In June, the Board approved an emergency amendment that lets each public university transfer or borrow up to $22.5 million per year from unreserved auxiliary funds such as parking, housing and bookstores for athletics, through the fiscal year ending June 30, 2028. The Board of Governors meeting minutes detail the three‑year window and require schools to submit multi‑year athletic budgets along with detailed reports to the chancellor. Trustees cast the move as a temporary “bridge” meant to prevent immediate recruiting and retention problems while longer‑term policy is hammered out.

Where the settlement fits in

The task force’s work follows Judge Claudia Wilken’s final approval of the House v. NCAA settlement last June, which opened the door for schools to pay athletes directly, created a clearinghouse to vet deals and set an initial cap on institutional revenue sharing. ESPN and other outlets report that the settlement includes billions of dollars in backpay and a roughly $20.5 million starting cap for annual direct payments from schools to athletes. That legal shift is the immediate trigger for the board’s funding scramble and its rush to build a new policy framework.

Campus reactions and concerns

Trustees and athletic leaders were hardly unanimous at the task force’s opening session. “Enforcement will determine whether any system works,” Florida State Board of Trustees Chair Peter Collins told the Miami Herald.
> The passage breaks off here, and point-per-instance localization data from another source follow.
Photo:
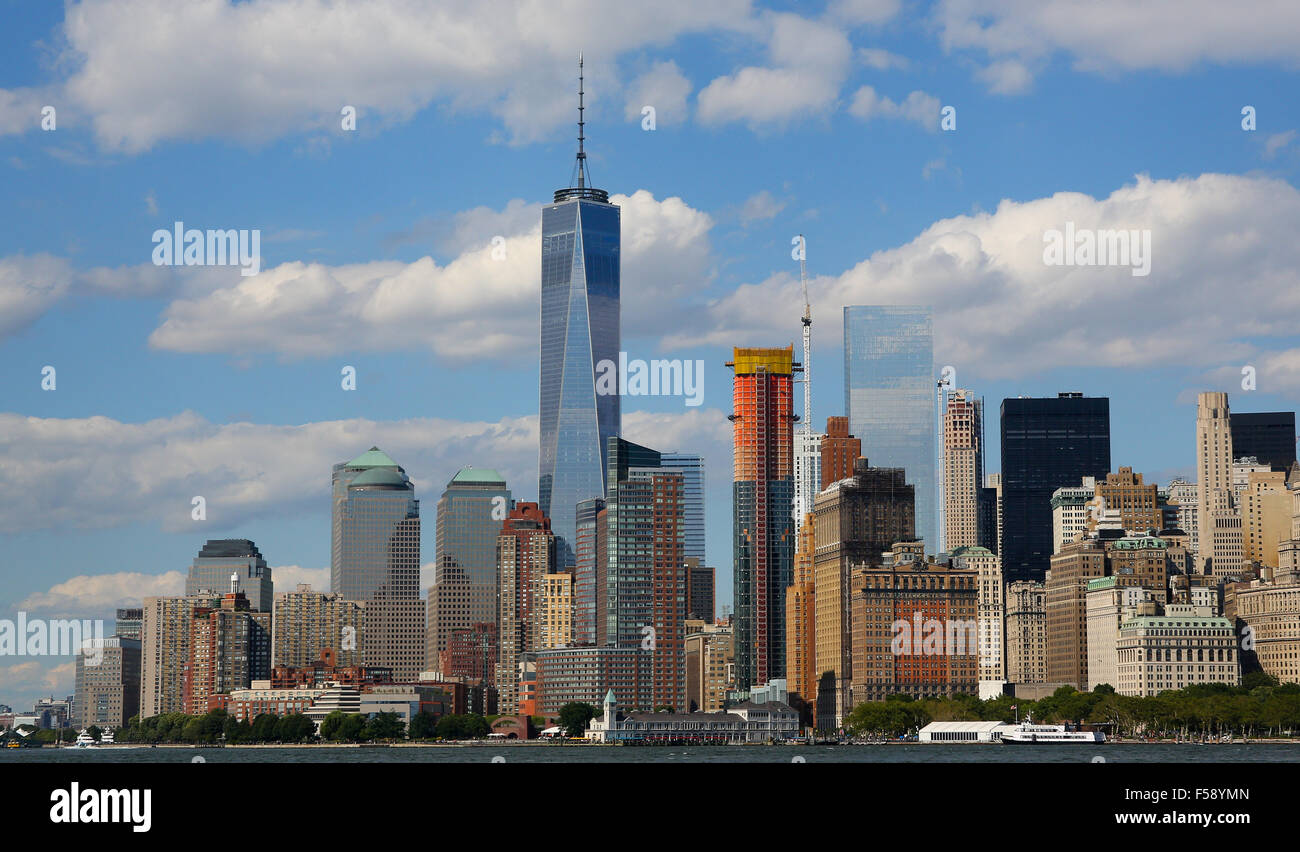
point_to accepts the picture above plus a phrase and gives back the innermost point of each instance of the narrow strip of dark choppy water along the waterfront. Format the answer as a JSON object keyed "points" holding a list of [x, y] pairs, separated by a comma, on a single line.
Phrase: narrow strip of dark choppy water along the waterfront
{"points": [[517, 754]]}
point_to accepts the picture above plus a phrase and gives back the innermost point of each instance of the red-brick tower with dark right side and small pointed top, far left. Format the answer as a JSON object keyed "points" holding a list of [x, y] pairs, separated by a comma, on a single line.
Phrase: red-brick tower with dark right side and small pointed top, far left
{"points": [[229, 650]]}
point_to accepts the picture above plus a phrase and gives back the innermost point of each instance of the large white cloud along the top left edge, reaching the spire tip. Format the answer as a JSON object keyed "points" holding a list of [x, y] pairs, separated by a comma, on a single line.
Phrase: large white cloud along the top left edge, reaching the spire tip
{"points": [[151, 71]]}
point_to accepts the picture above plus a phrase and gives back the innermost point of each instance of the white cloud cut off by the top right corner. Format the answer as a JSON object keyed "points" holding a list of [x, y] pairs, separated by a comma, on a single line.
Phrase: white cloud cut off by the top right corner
{"points": [[1107, 36]]}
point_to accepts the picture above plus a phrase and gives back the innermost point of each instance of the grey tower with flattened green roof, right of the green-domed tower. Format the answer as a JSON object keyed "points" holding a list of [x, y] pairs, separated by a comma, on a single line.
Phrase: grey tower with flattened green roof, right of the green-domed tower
{"points": [[465, 577]]}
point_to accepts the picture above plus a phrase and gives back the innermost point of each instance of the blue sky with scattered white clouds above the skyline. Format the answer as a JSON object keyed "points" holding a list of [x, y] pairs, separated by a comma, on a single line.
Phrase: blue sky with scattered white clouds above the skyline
{"points": [[409, 248]]}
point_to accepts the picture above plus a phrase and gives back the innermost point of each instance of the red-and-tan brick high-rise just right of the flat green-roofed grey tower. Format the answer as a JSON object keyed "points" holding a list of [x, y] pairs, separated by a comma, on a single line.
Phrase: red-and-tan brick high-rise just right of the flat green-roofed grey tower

Florida athletic directors, including Brian White of FAU and Scott Carr of FIU, urged Congress to look at a limited antitrust exemption, arguing that a patchwork of rules could leave schools exposed. Jones cautioned that “Florida cannot afford to wait for Washington” and estimated that the state‑tied NIL marketplace could reach between $3 billion and $5 billion annually.

Legal considerations

Legal analysts note that the settlement has already drawn appeals, and that any revenue‑sharing structure will have to be built with serious Title IX concerns in mind. In June, objectors filed an appeal claiming the payout formula favors football and men’s basketball by a wide margin, a development tracked by the College Sports Litigation Tracker. That ongoing litigation means the task force will have to thread a narrow needle among competitive balance, federal civil‑rights law and the mechanics of a Deloitte‑run clearinghouse charged with reviewing large transactions.

What’s next

Task force members are expected to keep meeting through the spring and summer, then deliver recommendations to the Board of Governors that will shape athletic budgets and compliance rules for the 2026–27 academic year. Universities that tap auxiliary funds under the bridge plan must file detailed plans and periodic updates with the chancellor, in line with Board of Governors materials. The next few months will show whether a mix of temporary funding and new oversight can steady Florida’s college sports programs without triggering more lawsuits or forcing cuts to Olympic sports.